AGM and Lecture: Archaeological encounters with recent Karoo history
By: 
Associate Professor Simon Hall
Date: 
Thu, 19/05/2016 - 19:30
Venue: 
The Auditorium, Roedean School, 35 Princess of Wales Terrace, Parktown, Johannesburg
Branch: 
Northern

Charge:  Members free      Non-members R30
Note: Offered in conjunction with a Special General Meeting and the Trans-Vaal Branch Annual General Meeting. The AGM starts at 19:30.

The landscape of the interior plateau (or Karoo) has meant different things to different people, both now and in the past. For |Xam hunter-gatherers it was a place of deep dwelling, layered with meaning and memory that was etched into its rocks. For Khoe pastoralists it was a networked home of many places built around a delicate balance between rain, water and grazing. From the 18th century the Karoo received another layer of dwelling as trekboers violently asserted themselves upon its people, but also assented to the Karoo’s particular demands. In the 19th century the British arrived and contributed to a new pastoralism based around merino sheep that pushed the Karoo horizons outwards towards a global export economy. Hall will discuss some of the 19th century archaeological residues related to this historical layering in two themes. One addresses the contribution these residues may make to an understanding of the Karoo, particularly during the 19th century, when the history of the region is also documented. The second acknowledges the brutal dispossession of home suffered by Khoesan from the 18th century but highlights archaeological contributions that put them back on this landscape by recognising their cultural continuity.

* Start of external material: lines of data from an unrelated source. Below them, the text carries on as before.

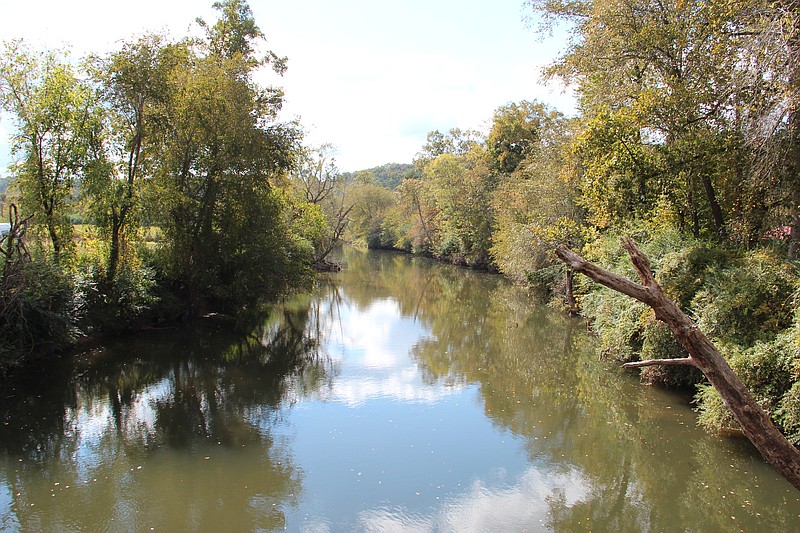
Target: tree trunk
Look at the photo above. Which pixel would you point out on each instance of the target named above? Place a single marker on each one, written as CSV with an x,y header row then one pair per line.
x,y
754,421
569,295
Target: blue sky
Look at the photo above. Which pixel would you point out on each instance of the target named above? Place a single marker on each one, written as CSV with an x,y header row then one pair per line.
x,y
371,77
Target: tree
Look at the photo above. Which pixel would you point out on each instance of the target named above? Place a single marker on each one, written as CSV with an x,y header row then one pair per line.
x,y
515,130
754,421
222,156
53,109
667,65
133,85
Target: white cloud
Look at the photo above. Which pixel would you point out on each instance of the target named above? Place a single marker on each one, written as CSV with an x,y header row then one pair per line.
x,y
371,78
519,507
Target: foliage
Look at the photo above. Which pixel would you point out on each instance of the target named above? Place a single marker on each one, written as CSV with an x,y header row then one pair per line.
x,y
750,300
52,109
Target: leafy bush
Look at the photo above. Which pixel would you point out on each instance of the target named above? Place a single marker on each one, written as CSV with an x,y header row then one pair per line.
x,y
38,312
748,301
770,372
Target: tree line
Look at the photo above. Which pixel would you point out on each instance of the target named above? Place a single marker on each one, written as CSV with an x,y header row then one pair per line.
x,y
687,137
149,184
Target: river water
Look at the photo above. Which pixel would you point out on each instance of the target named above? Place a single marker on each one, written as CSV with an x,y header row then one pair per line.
x,y
400,395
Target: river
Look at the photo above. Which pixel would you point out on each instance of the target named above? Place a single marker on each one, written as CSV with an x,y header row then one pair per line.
x,y
399,395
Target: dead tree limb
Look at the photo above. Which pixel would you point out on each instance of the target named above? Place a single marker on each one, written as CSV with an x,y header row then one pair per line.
x,y
754,421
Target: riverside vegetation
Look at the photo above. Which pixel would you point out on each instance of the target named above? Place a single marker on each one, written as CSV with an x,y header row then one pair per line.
x,y
687,138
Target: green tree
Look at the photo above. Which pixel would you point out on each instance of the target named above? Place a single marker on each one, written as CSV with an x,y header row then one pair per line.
x,y
515,129
317,181
228,227
667,66
133,85
52,108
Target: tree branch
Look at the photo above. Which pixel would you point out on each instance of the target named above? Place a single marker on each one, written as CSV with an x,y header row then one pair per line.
x,y
663,362
754,421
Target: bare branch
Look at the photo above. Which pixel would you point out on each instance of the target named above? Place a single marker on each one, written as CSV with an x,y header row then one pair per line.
x,y
660,362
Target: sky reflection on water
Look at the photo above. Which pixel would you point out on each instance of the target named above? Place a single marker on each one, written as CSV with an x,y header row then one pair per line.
x,y
402,395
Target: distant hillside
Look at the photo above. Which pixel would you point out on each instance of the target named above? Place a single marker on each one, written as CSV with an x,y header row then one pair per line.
x,y
389,175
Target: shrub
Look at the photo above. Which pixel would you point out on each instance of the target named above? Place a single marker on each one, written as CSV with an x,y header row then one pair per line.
x,y
747,302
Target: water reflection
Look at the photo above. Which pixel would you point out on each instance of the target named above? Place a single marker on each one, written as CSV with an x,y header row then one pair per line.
x,y
402,395
168,431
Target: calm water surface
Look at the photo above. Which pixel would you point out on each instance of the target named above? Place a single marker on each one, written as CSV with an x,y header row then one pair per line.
x,y
401,395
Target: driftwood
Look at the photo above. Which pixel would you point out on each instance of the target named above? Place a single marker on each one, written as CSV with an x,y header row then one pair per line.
x,y
754,421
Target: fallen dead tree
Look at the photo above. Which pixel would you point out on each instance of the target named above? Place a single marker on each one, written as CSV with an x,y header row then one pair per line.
x,y
754,421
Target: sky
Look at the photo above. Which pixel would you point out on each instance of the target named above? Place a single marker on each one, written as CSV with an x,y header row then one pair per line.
x,y
371,77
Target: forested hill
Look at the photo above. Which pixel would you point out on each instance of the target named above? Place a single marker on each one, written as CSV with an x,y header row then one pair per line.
x,y
388,176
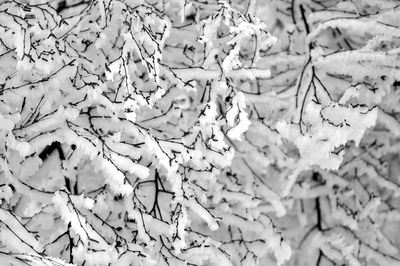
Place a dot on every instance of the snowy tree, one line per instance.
(185, 132)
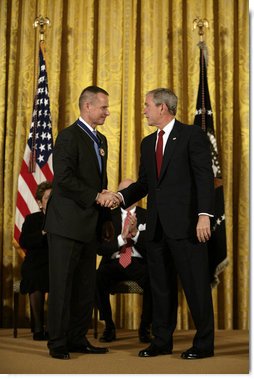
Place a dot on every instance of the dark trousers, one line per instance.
(189, 259)
(72, 275)
(110, 273)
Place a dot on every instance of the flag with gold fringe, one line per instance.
(217, 247)
(36, 166)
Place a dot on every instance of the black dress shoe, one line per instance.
(40, 336)
(153, 351)
(59, 353)
(108, 335)
(87, 348)
(194, 353)
(144, 334)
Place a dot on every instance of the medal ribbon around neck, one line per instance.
(92, 136)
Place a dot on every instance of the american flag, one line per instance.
(217, 248)
(37, 161)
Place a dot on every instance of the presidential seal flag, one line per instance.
(36, 166)
(217, 247)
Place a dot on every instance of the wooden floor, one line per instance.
(22, 355)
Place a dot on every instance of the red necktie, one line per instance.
(159, 152)
(126, 250)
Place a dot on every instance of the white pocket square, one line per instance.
(142, 227)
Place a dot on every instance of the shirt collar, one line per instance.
(167, 129)
(84, 122)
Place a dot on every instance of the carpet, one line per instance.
(22, 355)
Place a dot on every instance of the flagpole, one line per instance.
(217, 245)
(40, 22)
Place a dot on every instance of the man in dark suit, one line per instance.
(129, 229)
(176, 173)
(72, 222)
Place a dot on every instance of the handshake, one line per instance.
(109, 199)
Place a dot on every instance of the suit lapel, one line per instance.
(90, 144)
(172, 142)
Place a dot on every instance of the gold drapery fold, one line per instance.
(129, 47)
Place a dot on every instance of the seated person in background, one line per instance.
(35, 268)
(115, 266)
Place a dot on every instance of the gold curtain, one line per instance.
(129, 47)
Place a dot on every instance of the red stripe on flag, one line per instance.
(22, 205)
(47, 172)
(28, 178)
(16, 233)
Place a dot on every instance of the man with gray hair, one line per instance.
(176, 173)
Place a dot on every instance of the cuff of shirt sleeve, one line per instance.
(205, 214)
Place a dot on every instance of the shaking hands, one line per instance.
(109, 199)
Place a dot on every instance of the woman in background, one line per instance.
(35, 268)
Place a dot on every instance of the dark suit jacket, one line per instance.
(185, 186)
(107, 248)
(72, 211)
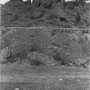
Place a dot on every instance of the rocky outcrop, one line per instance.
(45, 46)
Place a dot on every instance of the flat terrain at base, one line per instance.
(22, 77)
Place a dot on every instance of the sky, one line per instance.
(4, 1)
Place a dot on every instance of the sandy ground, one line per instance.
(44, 78)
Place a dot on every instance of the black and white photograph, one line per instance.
(44, 44)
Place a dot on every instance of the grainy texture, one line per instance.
(52, 13)
(53, 46)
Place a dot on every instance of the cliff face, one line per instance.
(54, 13)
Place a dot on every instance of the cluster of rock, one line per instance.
(54, 13)
(45, 47)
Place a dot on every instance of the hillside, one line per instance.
(52, 13)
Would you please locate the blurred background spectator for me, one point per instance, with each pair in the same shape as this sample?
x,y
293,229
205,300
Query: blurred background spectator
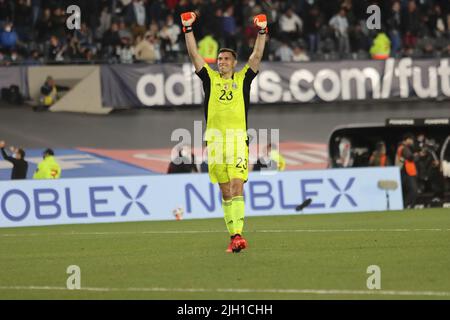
x,y
34,31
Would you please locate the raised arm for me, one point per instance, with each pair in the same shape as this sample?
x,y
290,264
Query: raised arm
x,y
255,58
188,19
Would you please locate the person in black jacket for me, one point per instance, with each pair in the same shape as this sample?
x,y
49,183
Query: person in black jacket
x,y
184,162
20,166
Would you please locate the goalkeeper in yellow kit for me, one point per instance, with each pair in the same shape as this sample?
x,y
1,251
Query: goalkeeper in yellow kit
x,y
227,98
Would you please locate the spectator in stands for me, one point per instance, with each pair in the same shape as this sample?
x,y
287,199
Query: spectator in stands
x,y
125,51
58,20
135,16
84,36
345,155
145,49
313,24
34,58
56,50
124,31
299,54
437,22
214,23
8,37
49,167
229,28
49,94
406,160
22,16
422,25
35,11
20,166
169,35
394,26
379,157
74,51
284,52
410,26
291,26
381,47
44,25
359,41
5,11
111,39
208,48
105,22
339,23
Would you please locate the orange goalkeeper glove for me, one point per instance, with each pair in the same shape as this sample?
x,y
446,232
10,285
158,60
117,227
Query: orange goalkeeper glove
x,y
260,22
187,19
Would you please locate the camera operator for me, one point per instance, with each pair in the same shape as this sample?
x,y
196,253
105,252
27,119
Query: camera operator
x,y
429,173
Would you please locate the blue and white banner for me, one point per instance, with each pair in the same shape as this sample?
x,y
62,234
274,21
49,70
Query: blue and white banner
x,y
145,198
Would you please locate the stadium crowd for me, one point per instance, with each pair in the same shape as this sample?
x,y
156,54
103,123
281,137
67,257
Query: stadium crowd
x,y
129,31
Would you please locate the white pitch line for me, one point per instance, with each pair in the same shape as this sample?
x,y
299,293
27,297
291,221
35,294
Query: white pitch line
x,y
215,231
231,290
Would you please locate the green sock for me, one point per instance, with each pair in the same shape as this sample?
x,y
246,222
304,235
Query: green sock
x,y
228,215
238,213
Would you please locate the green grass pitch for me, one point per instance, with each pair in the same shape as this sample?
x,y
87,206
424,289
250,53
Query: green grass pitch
x,y
289,257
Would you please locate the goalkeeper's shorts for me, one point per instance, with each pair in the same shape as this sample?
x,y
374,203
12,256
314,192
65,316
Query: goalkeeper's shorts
x,y
227,161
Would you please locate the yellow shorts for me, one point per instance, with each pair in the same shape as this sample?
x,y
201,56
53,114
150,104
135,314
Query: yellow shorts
x,y
227,161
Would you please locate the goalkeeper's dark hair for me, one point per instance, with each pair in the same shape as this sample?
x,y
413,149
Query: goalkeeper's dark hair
x,y
230,51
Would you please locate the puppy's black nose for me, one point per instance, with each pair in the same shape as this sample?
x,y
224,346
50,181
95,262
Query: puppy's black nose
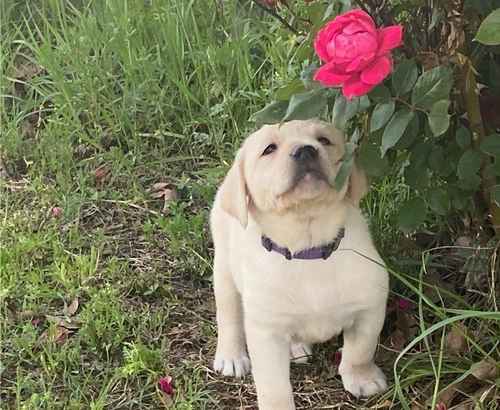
x,y
304,153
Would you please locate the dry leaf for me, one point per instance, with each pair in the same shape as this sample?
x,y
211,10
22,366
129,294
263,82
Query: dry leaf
x,y
72,308
397,340
68,323
165,191
455,341
485,370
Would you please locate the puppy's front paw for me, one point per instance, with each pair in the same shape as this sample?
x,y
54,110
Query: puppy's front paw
x,y
363,381
232,365
300,352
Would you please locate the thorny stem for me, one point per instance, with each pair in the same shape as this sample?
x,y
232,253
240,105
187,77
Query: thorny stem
x,y
276,16
471,98
410,106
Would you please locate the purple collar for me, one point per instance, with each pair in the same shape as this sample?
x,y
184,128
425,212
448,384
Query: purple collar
x,y
318,252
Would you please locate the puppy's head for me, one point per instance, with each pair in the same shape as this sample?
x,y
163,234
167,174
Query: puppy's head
x,y
292,166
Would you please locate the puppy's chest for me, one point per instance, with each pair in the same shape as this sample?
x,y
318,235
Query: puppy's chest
x,y
312,305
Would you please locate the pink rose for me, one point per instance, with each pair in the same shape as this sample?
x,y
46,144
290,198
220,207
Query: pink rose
x,y
356,54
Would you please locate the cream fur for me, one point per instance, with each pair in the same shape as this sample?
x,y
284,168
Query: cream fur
x,y
274,308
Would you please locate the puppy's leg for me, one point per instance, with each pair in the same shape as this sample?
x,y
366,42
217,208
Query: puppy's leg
x,y
360,375
270,354
231,358
300,352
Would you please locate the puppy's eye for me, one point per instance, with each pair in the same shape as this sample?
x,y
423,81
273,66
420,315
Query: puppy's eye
x,y
270,149
324,141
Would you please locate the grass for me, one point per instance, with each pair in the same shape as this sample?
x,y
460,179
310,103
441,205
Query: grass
x,y
101,102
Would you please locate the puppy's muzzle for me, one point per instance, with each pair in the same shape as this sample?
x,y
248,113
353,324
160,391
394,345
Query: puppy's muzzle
x,y
304,154
306,159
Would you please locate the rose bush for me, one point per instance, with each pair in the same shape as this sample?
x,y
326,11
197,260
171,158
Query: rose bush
x,y
356,54
427,108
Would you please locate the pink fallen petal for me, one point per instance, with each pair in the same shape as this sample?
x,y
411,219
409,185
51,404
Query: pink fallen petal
x,y
354,87
166,385
389,38
56,212
337,358
404,304
376,72
328,76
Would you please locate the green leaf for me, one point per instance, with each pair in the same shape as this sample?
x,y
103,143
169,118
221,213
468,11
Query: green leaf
x,y
307,74
489,30
271,113
491,145
432,86
410,135
381,114
463,137
395,129
346,166
412,214
439,201
380,94
416,176
468,167
306,105
495,194
286,92
438,162
439,119
344,110
404,77
369,159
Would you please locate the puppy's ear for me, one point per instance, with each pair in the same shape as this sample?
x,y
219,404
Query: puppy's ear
x,y
358,185
233,191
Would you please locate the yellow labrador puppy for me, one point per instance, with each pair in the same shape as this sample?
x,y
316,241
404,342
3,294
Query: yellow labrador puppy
x,y
294,263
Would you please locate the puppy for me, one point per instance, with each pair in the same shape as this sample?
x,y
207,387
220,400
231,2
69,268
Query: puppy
x,y
294,262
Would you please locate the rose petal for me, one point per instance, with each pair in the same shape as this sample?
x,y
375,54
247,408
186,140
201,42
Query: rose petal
x,y
377,71
353,28
329,76
389,38
359,63
358,15
323,38
354,87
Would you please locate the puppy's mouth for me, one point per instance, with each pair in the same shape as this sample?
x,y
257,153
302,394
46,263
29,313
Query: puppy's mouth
x,y
309,175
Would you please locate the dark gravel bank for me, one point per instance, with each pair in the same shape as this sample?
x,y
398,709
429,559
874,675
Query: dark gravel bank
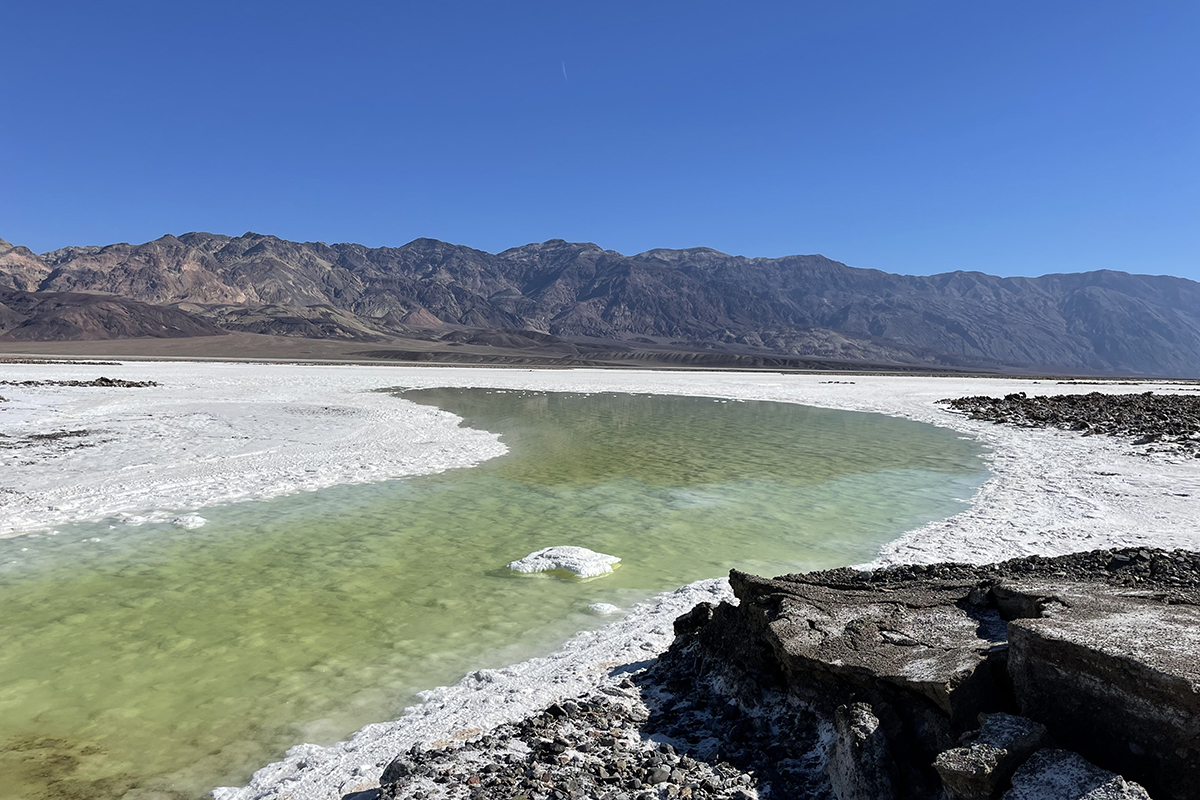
x,y
1170,421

Simon Hall completed an honours in archaeology at UCT and obtained a Masters degree from WITS. From 1980 he was curator of archaeology at the Albany Museum and during this time his research was on the Holocene LSA sequence of the Fish River Basin and this topic formed the basis of his DPhil awarded in 1990. Currently he is an Associate Professor at UCT. He is a past President of the SA Archaeological Society.